Depuis la décision du président Maduro de faire élire une Assemblée constituante afin d’empêcher sa destitution et de contourner la victoire de l’opposition aux élections législatives du 6 décembre 2015, le Venezuela a plongé dans la violence et le chaos. Avec le scrutin du 30 juillet, qui a fait l’objet d’une fraude massive – moins de 3 millions de votants effectifs sur 8,1 millions de suffrages comptabilisés –, le pays a basculé dans la dictature, comme l’a dénoncé jusqu’à Luisa Ortega, procureure générale et fidèle d’Hugo Chavez.La survie de Nicolas Maduro est désormais suspendue au soutien de l’armée. La répression sauvage des manifestations, qui fait la part belle aux colectivos, bandes criminelles armées par le régime chaviste, tourne à la quasi-guerre civile, au prix de plus de 120 morts depuis avril. Les exécutions extrajudiciaires et l’usage de la torture se généralisent. Les dirigeants de l’opposition sont systématiquement emprisonnés, à l’image de Leopoldo Lopez, le fondateur du parti Voluntad popular, et d’Antonio Ledezma, le maire de Caracas.

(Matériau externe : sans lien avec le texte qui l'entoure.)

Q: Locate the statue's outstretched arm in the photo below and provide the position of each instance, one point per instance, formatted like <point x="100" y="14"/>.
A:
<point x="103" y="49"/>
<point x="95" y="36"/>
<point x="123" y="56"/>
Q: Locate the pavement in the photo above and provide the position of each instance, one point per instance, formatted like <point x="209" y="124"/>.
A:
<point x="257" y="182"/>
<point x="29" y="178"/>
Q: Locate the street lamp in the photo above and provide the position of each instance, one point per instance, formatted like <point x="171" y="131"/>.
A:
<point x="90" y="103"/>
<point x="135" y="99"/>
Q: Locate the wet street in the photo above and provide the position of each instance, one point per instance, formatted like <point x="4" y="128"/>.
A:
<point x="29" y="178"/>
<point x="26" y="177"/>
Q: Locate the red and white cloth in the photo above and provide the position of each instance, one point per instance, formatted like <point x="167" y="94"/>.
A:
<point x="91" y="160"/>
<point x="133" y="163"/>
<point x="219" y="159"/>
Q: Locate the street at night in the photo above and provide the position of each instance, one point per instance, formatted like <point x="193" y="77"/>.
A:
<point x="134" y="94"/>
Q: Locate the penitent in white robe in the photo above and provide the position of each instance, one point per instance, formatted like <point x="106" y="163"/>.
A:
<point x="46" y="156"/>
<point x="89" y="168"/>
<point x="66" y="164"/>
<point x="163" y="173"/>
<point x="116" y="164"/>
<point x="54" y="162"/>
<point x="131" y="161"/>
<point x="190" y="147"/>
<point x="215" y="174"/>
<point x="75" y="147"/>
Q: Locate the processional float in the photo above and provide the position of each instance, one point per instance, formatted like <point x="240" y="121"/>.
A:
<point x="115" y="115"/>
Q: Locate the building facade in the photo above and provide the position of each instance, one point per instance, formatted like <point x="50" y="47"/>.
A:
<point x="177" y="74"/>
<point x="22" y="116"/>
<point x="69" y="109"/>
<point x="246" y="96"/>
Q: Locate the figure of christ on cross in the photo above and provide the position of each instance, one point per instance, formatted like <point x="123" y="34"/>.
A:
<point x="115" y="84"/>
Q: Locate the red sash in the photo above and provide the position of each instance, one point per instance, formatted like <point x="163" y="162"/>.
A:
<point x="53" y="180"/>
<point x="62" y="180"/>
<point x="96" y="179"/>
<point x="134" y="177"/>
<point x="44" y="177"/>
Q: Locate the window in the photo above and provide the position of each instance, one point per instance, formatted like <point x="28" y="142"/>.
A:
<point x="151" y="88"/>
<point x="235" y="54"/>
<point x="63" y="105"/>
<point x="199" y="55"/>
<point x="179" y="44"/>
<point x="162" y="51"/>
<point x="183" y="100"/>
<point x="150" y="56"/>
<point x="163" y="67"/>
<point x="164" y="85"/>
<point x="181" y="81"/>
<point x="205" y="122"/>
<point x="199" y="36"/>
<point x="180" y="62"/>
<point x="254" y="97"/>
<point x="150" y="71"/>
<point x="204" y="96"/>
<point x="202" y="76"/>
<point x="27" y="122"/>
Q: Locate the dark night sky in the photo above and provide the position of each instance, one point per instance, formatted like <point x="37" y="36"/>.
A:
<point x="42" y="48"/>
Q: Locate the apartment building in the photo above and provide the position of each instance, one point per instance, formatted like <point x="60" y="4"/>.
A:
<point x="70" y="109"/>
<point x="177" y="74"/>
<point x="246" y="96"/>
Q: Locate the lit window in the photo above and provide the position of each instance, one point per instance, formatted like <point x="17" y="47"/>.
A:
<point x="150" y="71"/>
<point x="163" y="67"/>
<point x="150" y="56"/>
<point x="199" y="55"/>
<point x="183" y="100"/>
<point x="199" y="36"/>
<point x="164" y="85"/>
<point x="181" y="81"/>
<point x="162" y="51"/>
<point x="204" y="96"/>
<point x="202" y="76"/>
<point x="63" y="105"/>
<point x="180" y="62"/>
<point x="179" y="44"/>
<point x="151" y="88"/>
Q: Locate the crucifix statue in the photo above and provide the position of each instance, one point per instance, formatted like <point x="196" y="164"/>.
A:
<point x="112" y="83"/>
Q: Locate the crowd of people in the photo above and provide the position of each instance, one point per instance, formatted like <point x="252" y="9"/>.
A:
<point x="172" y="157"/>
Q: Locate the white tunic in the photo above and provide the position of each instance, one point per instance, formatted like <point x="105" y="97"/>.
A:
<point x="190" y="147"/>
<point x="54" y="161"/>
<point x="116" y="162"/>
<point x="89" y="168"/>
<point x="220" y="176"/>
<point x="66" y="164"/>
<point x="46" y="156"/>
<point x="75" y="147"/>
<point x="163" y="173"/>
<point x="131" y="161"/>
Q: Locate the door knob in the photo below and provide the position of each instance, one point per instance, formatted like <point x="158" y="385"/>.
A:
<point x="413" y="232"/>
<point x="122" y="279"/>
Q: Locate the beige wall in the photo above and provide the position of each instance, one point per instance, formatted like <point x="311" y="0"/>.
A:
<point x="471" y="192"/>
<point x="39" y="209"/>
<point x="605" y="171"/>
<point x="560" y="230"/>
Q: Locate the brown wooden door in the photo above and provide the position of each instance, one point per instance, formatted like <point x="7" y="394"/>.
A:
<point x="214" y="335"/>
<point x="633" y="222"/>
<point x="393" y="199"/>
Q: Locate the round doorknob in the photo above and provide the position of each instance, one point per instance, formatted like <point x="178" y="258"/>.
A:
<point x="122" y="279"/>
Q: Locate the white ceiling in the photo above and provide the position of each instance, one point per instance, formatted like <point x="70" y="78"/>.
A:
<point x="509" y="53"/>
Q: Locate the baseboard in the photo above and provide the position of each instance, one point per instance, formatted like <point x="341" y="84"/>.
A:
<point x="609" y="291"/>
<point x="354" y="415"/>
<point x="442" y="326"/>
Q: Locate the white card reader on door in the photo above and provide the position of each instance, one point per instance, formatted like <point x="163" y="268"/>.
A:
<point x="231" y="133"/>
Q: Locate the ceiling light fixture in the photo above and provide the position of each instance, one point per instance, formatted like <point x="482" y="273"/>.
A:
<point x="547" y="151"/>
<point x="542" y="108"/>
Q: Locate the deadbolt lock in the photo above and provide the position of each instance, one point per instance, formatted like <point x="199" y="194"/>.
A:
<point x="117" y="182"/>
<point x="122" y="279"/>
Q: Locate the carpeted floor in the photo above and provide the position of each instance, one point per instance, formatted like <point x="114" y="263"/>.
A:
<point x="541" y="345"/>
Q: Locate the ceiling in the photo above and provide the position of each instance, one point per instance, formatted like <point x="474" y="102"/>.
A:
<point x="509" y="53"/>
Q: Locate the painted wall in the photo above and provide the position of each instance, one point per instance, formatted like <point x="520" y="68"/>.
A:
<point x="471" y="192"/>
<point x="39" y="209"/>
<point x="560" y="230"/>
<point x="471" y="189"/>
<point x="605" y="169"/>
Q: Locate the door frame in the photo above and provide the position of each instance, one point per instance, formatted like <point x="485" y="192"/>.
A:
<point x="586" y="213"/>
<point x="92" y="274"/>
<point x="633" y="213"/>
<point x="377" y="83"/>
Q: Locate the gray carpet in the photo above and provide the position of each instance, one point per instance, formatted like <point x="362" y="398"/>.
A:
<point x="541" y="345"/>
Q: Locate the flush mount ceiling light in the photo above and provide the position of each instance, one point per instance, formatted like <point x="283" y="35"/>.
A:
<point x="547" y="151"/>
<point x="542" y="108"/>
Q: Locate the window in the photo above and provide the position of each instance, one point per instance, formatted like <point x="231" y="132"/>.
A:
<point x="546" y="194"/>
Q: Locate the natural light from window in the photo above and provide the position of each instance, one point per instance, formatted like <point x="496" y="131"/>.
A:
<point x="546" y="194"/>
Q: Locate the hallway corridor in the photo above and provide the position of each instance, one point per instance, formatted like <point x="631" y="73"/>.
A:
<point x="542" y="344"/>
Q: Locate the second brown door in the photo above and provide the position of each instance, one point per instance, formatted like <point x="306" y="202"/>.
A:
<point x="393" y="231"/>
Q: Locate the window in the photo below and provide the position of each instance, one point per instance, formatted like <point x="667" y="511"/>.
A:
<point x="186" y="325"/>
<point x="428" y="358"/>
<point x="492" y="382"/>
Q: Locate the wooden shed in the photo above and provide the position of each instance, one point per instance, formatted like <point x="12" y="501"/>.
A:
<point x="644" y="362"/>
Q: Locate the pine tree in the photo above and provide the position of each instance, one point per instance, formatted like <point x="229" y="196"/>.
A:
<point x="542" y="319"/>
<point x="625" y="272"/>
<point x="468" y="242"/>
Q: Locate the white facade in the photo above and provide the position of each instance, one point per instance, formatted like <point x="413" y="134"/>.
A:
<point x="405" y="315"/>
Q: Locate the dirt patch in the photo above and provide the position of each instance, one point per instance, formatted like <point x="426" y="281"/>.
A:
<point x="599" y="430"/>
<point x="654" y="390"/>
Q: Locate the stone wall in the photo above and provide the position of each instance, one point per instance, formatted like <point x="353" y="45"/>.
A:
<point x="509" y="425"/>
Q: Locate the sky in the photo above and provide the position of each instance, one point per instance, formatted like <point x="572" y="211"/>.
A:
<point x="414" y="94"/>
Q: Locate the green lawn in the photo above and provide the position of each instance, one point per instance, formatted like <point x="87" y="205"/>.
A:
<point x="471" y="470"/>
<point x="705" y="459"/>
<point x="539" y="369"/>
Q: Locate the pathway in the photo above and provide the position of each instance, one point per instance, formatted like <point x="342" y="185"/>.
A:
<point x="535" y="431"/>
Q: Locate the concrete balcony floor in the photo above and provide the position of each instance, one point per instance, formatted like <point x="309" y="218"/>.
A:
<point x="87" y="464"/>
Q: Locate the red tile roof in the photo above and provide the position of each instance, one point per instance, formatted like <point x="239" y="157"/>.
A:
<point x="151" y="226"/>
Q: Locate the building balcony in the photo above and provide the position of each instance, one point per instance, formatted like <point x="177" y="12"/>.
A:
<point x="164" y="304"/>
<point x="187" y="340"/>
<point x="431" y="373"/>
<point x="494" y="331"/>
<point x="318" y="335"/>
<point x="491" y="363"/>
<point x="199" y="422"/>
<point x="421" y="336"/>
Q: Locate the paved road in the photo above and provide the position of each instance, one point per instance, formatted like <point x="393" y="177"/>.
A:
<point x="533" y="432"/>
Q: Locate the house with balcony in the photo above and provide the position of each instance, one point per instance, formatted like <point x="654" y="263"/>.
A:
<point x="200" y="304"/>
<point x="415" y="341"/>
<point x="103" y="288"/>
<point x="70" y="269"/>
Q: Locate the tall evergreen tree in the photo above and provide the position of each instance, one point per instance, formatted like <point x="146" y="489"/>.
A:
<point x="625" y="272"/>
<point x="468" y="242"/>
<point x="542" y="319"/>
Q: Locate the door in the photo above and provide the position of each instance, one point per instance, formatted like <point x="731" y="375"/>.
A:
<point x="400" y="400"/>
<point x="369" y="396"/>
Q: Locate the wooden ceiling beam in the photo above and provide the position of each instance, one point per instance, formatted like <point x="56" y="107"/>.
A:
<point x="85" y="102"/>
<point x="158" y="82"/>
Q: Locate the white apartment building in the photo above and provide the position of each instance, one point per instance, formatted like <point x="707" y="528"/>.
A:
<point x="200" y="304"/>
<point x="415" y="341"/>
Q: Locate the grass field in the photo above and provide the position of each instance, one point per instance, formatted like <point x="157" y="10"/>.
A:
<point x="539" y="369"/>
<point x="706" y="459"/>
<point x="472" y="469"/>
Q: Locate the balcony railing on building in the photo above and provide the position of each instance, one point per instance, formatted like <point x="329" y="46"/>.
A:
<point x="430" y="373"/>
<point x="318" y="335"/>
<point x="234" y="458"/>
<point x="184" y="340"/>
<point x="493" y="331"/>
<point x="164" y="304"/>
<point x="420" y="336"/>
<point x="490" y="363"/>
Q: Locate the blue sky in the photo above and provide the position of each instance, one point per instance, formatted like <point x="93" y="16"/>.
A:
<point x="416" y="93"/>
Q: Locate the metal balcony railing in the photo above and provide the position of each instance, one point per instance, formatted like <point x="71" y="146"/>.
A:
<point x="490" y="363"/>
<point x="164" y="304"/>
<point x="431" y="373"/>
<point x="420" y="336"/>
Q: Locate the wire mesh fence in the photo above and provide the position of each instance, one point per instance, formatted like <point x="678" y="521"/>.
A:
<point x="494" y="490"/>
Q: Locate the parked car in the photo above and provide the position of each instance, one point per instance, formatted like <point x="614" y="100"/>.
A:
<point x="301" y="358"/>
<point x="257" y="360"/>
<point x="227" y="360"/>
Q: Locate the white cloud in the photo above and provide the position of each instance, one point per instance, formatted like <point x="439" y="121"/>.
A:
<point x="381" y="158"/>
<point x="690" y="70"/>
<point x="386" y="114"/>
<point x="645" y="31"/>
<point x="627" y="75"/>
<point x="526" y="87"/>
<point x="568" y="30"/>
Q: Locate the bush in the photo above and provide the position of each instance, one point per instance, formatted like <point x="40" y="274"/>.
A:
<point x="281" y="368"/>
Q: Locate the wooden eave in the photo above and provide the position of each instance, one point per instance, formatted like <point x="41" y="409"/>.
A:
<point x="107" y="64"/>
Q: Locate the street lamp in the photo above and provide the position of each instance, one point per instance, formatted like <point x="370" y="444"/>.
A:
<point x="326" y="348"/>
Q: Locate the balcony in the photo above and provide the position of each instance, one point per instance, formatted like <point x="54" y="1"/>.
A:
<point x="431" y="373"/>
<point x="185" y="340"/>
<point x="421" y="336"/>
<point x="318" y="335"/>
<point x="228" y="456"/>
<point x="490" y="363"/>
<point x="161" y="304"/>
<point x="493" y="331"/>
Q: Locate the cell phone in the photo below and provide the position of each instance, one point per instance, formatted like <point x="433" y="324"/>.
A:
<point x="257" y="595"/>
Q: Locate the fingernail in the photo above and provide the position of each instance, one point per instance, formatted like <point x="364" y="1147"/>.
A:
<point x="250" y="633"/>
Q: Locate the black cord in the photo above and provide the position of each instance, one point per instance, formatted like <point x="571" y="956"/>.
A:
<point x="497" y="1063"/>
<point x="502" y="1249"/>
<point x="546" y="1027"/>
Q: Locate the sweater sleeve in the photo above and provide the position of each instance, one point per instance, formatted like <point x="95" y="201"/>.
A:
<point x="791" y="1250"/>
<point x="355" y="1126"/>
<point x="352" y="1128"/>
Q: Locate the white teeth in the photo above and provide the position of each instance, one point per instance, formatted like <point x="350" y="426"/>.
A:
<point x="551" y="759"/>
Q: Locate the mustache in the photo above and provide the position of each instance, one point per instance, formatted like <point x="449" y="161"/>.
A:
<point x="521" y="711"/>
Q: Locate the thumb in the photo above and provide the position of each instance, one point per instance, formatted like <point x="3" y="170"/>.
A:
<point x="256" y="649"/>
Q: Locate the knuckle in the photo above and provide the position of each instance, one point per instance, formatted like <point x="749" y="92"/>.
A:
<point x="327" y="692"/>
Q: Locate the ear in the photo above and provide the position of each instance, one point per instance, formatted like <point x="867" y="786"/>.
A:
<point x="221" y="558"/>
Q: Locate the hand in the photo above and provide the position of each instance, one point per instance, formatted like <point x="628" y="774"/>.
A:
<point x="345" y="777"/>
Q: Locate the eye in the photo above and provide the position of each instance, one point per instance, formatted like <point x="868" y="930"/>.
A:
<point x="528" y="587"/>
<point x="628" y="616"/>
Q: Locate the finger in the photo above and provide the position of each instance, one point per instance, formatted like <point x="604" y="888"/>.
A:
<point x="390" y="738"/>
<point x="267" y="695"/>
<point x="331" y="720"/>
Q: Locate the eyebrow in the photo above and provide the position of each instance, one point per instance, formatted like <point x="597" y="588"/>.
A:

Rompant avec une longue et scandaleuse indifférence, la communauté internationale se mobilise, isolant Caracas, qui est suspendu du Mercosur, menacé d’exclusion de l’Organisation des États américains, tenu à distance par la Chine – qui s’apprête à perdre 65 milliards de dollars de prêts impayés – et jusqu’à Cuba, qui gérait les services de sécurité du régime. Les États-Unis, tout en évitant, pour des raisons humanitaires, de recourir à des rétorsions contre le pays, ont pris des sanctions contre le président Maduro, ce qui le range dans la même catégorie que Bachar el-Assad, Kim Jungun et Robert Mugabe.L’oppression et la violence qui règnent au Venezuela sont le pur produit de la révolution bolivarienne imaginée par Hugo Chavez. Sur le plan économique, elle a ruiné le pays, qui possède les premières réserves pétrolières du monde devant l’Arabie saoudite (300 milliards de barils, contre 270), avec une récession de l’activité qui s’élève à 18 % pour 2016 et 12 % pour 2017. Simul – tanément, l’inflation atteindra 720 % cette année et dépassera 2000 % l’an prochain. Sur le plan financier, le Venezuela est en situation de défaut avec des réserves de changes réduites à moins d’un mois d’importations et l’arrêt des recettes d’exportation de pétrole vers les États-Unis, qui rapportaient 12 milliards de dollars. Sur le plan social, 80 % des 32 millions de Vénézuéliens vivent en dessous du seuil de pauvreté, souffrant d’une famine endémique, de l’absence de produits de première nécessité et de soins médicaux, de coupures chroniques d’eau et d’électricité. Du point de vue civil, la criminalité a explosé et les villes sont passées sous le contrôle des gangs employés comme milices par le régime, responsables de 6 000 homicides par an dans la seule agglomération de Caracas. Sur le plan démographique, un flot de 1,5 million de réfugiés et de boat people fuit l’enfer vénézuélien vers la Colombie, le Brésil, où Manaus a été déclarée en urgence sociale du fait de l’afflux des migrants, et le Chili.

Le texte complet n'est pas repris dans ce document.